Two studies comparing CT scores in PCD and CF patients found no differences in the global Brody score. A third study used a study-specific system to analyse CT scans from patients with PCD and CF and then assess results against the Brody and Bhalla scores [63]. They found that bronchial wall thickening, bronchiectasis, mucus plugging, atelectasis and air trapping, features commonly seen in CF patients, were even more common in patients with PCD.
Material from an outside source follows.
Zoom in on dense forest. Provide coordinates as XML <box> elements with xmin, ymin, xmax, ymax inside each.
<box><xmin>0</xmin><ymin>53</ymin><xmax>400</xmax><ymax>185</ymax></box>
Maglione et al. [57] reported a significantly higher subscore for severity of collapse or consolidation in PCD compared to CF, and Cohen-Cymberknoh et al. [82] found that the lower and middle lobes were more frequently affected in PCD compared to the typical upper lobes compromise seen in CF [34, 55, 62, 82]. Tadd et al. [63] reported a higher frequency of extensive tree-in-bud pattern of mucus plugging, bronchocoeles or nodules, thickening of interlobar and intralobular septa, and atelectasis or collapse of the whole lobes in PCD; these are uncommon in CF patients.
Magnetic resonance imaging
Only five studies reported on chest MRI as study outcome (table 1, supplementary table 2). Four studies applied a modified Helbich scoring system, while Smith et al. [50] developed a study-specific scoring system for three-dimensional volumetric hyperpolarised MRI. When looking at subscores, Maglione et al. [75] found no significant difference between total MRI scores and subscores in 20 PCD and 20 mild CF patients, aside from a higher score for severity of collapse/consolidation in PCD patients. In a smaller study of 11 PCD children, all presented with mostly small and heterogeneous abnormalities on ventilation MRI [50].
Microbiology
57 studies reported on microbiology; 18 as study outcomes and 39 as population descriptors (table 1, supplementary table 2). Studies reported most commonly on Haemophilus influenzae and P. aeruginosa, followed by Staphylococcus aureus. Some studies distinguished between mucoid and nonmucoid strains of P. aeruginosa, while others simply reported on P. aeruginosa infection. Similarly, S. aureus subtypes were inconsistently stratified across studies, with some reporting methicillin-sensitive and -resistant strains separately. Not all studies stratified pathogen prevalence by age group (supplementary figure 2).
Other outcome measures
Health-related quality of life scores
17 studies reported on health-related quality of life (HRQoL) as study outcomes (table 1). However, only two studies [74, 92] used QOL-PCD, as most were published before the disease-specific tool was validated [71, 128, 129]. The most common instruments adopted were the St George's Respiratory Questionnaire (SGRQ) (eight studies) and the 36-item short form survey (SF-36) (seven studies) (supplementary table 2).
Pulmonary exacerbations
Nine studies reported on pulmonary exacerbations; five as study outcomes. However, none used the PCD-specific consensus, as the studies included in this review pre-date it [130]. Two randomised controlled trials (RCTs) used pulmonary exacerbation as a primary outcome. Paff et al. [89] defined an exacerbation as respiratory symptoms that led to initiation of systemic antibiotic treatment irrespective of culture results, or a decline of ⩾10% in FEV1 % predicted compared to baseline at screening and randomisation [89], while Kobbernagel et al. [92] defined it as worsening of respiratory symptoms leading to initiation of antibiotic treatment in the week prior to the clinical appointment up to the day of the appointment. Ratjen et al. [90] studied a subset of patients who experienced an episode of exacerbation, defined as an increase in lower airway symptoms treated with oral antibiotics. Joensen et al. [100] applied a definition developed for CF studies [61] (supplementary table 2). Sunther et al. [35] only included patients with pulmonary exacerbation, defined as change in respiratory status for which intravenous antibiotics were needed.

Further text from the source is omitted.